Eugen Roth, Tierleben. S 33

 

 

 

 

 

Das Pferd ist also ein  (Zehen)Spitzengänger

                                       

Das Pferd hat sich entschlossen, alle seine Gliedmassen  ausschliesslich zum Laufen zu nutzen, also nicht damit zu arbeiten, nach etwas zu greifen, oder etwas zu halten. Es wollte auch nicht auf Bäume steigen und schon gar nicht wieder runter. Es gehört zur grossen Gruppe der HUFTIERE, die den Erdboden - oder welch Untergrund immer - nur mit der ZEHENSPITZE berühren. Ihr gesamtes Gewicht lastet auf dem jeweils letzten Zehenknochen, dem Hufbein. Deswegen HÖRT man ja das Pferd, wenn es auftritt - im Gegensatz zum "Ballengeher" Hund. Dafür mussten einmal die Knochen ein wenig umstrukturiert werden, die des Fusses nämlich - sie sind hier übereinander angeordnet

 

 

Es gibt in der Jetztwelt gewisse Arten, die nur im weiteren Sinne hier zuzuordnen sind (Klippdachse, Elefanten, Seekühe ) HUFTIERE i.e.Sinn sind  Paarhufer und Unpaarhufer, wobei die Paarhufer eine besonders grosse Familie bilden (alle Wiederkäuer, d.h. Rind, Wild etc., Antilopen, Elch, ja, und die Schweine gehören auch zu den Huftieren, genauso wie die Schafe und Ziegen) . Alles hat sich dafür angepasst - Muskeln, Sehnen, Knochenbau, Verdauung, Atmung und der Bau seiner Füsse, die mit Horn geschützt wurden . Das Gewicht seines Körpers wird auf die geringstmögliche Fläche verteilt - auf den Tragerand der Hornwand.

 

Seine Fussknochen sind nicht hintereinander, sondern übereinander gereiht.
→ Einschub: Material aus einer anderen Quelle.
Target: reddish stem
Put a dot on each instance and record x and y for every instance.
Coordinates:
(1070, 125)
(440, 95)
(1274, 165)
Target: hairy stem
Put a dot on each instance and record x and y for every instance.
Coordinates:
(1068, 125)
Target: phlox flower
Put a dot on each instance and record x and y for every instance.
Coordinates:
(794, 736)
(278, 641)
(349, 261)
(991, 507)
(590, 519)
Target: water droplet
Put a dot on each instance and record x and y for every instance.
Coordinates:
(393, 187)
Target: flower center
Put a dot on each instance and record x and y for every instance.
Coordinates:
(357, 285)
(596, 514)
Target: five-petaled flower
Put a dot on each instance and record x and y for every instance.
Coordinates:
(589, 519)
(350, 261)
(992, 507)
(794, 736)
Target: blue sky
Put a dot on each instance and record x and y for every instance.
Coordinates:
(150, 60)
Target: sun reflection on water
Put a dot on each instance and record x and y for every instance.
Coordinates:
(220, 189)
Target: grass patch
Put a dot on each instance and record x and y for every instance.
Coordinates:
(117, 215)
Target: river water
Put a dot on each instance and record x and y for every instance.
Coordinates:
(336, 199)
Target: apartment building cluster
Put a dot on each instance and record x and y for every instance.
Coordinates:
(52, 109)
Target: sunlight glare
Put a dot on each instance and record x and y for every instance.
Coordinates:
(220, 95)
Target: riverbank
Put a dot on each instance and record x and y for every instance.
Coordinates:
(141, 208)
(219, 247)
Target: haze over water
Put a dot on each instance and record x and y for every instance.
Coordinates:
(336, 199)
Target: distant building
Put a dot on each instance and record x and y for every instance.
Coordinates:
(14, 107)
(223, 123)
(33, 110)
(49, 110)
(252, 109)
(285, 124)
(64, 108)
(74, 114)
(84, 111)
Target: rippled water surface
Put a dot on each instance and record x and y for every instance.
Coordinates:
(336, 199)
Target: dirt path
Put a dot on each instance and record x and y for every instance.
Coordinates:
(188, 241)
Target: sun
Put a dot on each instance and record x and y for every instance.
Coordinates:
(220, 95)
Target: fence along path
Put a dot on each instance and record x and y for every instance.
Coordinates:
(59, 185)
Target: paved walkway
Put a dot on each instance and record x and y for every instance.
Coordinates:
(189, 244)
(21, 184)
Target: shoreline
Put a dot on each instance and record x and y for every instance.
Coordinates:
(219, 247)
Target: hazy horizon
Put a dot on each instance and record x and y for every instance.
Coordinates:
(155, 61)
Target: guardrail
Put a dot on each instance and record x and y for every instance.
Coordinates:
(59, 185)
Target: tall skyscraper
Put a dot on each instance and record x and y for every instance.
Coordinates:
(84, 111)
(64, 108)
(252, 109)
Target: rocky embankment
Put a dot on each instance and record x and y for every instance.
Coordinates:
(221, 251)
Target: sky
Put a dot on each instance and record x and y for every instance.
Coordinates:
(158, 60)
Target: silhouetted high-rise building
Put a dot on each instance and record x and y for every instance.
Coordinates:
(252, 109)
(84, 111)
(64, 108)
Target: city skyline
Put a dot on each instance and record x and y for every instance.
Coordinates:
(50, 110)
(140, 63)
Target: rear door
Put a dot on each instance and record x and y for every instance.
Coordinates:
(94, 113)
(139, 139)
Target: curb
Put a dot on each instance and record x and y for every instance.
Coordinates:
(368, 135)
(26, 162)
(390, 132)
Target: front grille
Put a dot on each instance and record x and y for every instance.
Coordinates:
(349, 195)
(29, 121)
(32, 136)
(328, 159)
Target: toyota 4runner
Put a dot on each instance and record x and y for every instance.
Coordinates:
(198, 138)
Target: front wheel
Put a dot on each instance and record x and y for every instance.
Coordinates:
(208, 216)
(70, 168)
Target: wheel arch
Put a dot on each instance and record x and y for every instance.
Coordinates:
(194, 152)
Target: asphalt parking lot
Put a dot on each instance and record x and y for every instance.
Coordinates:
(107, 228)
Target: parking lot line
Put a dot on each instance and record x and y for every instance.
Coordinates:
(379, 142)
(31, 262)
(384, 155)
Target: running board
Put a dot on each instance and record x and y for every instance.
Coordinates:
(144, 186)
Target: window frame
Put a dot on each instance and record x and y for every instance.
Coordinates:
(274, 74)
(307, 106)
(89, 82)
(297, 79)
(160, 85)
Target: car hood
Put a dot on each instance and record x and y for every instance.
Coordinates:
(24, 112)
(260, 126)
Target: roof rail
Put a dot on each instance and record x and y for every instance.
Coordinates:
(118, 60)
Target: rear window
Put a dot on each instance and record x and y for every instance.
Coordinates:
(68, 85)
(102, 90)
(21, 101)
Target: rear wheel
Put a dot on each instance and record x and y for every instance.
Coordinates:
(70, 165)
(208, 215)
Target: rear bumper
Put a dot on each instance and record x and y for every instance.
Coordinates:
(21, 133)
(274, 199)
Ein Pferd kann daher von keinem Hufbearbeiter der Welt zu einem Sohlengänger gemacht werden.

 Eine unveränderbare Tatsache.

Wird etwas anderes behauptet,

dann wird gelogen oder nicht gedacht.

Eins schlimmer als das andere.

Werden die Hufe eines Pferdes auch noch unter diesen falschen Annahmen  bearbeitet,

dann hat dieses Vorgehen unweigerlich für den Huf- und Bein- und Gesamtpferdebereich unmittelbare negative Folgen.